P79 Trans-acting repressors as tools for metabolic engineering in Escherichia coli
Sunday, July 20, 2014
Charles B. Johnson, Matthew F. Copeland, Mark C. Politz and Brian F. Pfleger, Chemical and Biological Engineering, University of Wisconsin-Madison, Madison, WI
Simple and predictable trans-acting regulatory tools are needed in the fields of synthetic biology and metabolic engineering to build complex genetic circuits and optimize the levels of native and heterologous gene products. Trans-regulators, such as TALEs, CRISPR/Cas, and sRNAs, can be easily designed to bind target sequences due to the simplicity of the rules governing their interactions with nucleic acids.
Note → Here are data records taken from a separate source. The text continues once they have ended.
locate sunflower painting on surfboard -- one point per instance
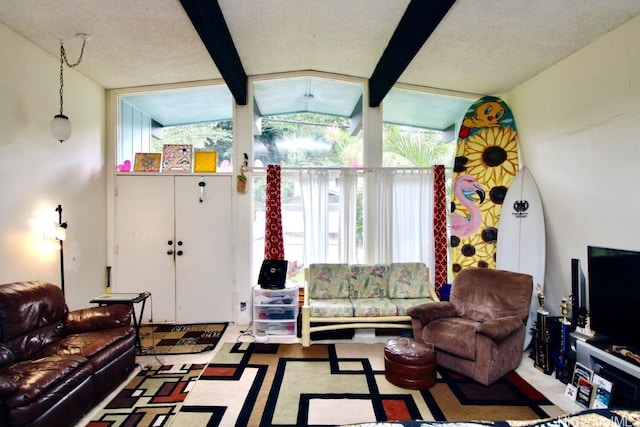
(486, 162)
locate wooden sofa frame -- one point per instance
(350, 322)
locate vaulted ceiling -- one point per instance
(479, 47)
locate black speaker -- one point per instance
(273, 274)
(579, 294)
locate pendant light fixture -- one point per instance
(60, 125)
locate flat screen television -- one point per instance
(614, 294)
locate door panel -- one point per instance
(144, 225)
(204, 271)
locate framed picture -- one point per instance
(176, 157)
(581, 371)
(147, 162)
(205, 161)
(602, 394)
(585, 392)
(571, 391)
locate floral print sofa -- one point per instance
(343, 296)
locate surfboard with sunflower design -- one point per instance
(486, 162)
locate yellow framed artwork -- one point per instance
(205, 161)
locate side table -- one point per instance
(129, 299)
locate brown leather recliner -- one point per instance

These trans-regulators enable us to repress the expression of genes at the transcriptional or post-transcriptional levels, enabling us to down-regulate gene expression without prior manipulation of cis-acting and/or chromosomal target DNA sequences. We are now harnessing these trans-repressors to target genes encoding enzymes involved in central metabolism in an engineered strain of E. coli in to improve the yield and titer of free fatty acids and fatty alcohols. We are particularly interested in knocking down, but not knocking out, genes encoding TCA cycle enzymes, such as sucABCD or gltA, in order to both reduce acetyl-CoA flux into the cycle and the loss of carbon as CO2. These strategies demonstrate the utility of using trans-acting repressors to tune down gene expression and as tools for rapidly screening candidates for future gene knockouts.